Die Welterbe-Kulisse ist kein homogener Raum: Im Norden und Süden geben die Städte Impulse, auf den westlichen Höhenzügen ist es die Wirtschaftskraft der Autobahn A 61. Die Mitte und der Osten hingegen sterben aus.

Auch in Lahnstein gibt es Bedarf für eine Entwicklung der touristischen Infrastruktur. (Foto: Piel media)
Auch in Lahnstein gibt es Bedarf für eine Entwicklung der touristischen Infrastruktur. (Foto: Piel media)

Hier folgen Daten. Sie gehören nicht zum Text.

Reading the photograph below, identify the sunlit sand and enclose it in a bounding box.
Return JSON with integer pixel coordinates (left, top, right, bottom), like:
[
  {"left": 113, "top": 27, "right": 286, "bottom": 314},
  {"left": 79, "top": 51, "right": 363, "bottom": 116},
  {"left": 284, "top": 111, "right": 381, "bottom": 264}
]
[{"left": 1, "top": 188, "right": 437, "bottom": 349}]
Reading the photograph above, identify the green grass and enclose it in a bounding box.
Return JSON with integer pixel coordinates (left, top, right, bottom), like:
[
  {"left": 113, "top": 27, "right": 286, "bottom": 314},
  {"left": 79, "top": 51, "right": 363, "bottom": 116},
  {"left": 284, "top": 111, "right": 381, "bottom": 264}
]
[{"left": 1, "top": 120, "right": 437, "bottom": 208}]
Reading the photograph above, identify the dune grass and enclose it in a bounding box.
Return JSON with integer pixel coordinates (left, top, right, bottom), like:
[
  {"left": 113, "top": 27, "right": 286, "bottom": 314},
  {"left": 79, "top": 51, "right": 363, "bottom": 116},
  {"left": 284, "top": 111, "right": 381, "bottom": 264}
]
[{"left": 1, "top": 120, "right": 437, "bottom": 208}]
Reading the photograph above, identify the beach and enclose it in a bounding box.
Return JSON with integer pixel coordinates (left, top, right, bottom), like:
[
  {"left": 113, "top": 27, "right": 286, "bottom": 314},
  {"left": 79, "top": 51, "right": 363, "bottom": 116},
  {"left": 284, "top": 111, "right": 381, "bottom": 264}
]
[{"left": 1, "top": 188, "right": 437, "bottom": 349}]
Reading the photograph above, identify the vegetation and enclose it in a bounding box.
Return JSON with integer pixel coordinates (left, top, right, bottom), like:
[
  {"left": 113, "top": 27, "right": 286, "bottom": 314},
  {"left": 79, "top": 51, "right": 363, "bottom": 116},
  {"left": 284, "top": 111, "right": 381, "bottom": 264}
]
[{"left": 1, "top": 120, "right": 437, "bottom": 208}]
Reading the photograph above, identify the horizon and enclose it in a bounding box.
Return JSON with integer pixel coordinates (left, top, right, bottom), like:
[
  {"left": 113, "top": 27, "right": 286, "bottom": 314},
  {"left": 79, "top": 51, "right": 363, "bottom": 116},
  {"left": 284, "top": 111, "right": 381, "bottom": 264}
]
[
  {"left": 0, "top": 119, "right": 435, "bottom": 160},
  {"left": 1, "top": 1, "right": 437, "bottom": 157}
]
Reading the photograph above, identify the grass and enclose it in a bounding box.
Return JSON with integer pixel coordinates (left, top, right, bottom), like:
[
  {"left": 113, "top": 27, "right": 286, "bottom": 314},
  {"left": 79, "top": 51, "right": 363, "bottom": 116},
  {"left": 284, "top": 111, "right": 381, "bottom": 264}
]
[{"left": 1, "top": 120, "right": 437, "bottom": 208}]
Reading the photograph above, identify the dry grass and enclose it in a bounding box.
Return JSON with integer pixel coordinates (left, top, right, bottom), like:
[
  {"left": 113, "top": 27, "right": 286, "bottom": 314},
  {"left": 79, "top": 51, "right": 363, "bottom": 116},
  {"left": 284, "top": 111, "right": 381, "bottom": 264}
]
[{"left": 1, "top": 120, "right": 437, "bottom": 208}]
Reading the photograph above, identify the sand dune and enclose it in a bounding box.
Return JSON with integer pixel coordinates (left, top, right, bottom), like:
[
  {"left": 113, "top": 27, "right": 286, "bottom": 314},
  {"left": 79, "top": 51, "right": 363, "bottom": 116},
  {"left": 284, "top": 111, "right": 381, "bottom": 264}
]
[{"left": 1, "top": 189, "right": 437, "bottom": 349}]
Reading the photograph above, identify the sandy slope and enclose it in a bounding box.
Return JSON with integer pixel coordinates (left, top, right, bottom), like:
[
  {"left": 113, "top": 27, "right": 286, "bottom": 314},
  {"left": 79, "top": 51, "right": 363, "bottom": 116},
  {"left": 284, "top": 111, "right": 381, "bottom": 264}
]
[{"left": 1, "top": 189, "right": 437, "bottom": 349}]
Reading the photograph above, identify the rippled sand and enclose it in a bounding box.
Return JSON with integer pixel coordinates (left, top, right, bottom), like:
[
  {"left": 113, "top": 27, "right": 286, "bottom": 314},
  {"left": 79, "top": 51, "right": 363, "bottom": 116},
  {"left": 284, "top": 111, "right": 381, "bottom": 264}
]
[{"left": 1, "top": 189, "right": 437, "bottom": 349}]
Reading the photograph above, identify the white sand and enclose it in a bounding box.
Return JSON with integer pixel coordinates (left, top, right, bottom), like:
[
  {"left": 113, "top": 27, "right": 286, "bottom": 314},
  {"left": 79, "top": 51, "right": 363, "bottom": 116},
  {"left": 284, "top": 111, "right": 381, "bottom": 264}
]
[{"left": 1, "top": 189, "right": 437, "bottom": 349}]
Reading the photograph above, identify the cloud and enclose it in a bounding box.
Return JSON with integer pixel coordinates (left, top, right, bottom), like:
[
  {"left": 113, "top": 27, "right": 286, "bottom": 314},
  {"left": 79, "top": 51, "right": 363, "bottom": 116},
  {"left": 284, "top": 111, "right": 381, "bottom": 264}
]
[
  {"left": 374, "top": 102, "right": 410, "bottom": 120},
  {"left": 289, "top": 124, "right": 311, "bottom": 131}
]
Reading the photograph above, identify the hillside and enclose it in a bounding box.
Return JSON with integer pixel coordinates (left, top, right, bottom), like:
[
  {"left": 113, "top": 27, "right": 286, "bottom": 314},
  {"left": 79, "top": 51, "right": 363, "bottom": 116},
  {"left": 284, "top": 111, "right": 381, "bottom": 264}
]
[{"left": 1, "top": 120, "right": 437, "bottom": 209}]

Eine dezentrale BUGA ist auch ein Instrument zur Entwicklung einer ganzen Region mit all ihren Orten. Das ist der Weg, den die BUGA 2015 im Havelland erstmals beschritt und der mit der IGA 2027 im Ruhrgebiet fortgeführt werden wird.

Die Menschen ziehen aus dem Tal weg in die Neubaugebiete der Höhengemeinden. (Foto: Piel media)
Die Menschen ziehen aus dem Tal weg in die Neubaugebiete der Höhengemeinden. (Foto: Piel media)

Damit aus der BUGA mehr als die flüchtige Schau eines Sommers wird und sie nachhaltige Entwicklungen in Gang setzen kann, muss sie in eine Gesamtstrategie zur Kommunal- und Regionalentwicklung eingebunden werden. Sie fungiert dann als Ausgangspunkt eines professionellen Projekt- und Fördermanagements, das über die Kernmaßnahmen hinaus in der gesamten Region Wirkung entfaltet.

Dieser Raum ist nicht nur landschaftlich vielgestaltig. Auch die wirtschaftliche und demografische Entwicklung sind sehr unterschiedlich. Die Kluft zwischen prosperierenden und zurückfallenden Teilräumen wird mit jedem Tag größer, an dem eine junge Familie aus dem Tal fort- und in ein Haus in den Neubaugebieten der Höhengemeinden oder im Speckgürtel der Städte Koblenz oder Bingen einzieht.

Positive Dynamik

Renovierungs-»Stau« in vielen Orten. (Foto: Piel media)
Renovierungs-»Stau« in vielen Orten. (Foto: Piel media)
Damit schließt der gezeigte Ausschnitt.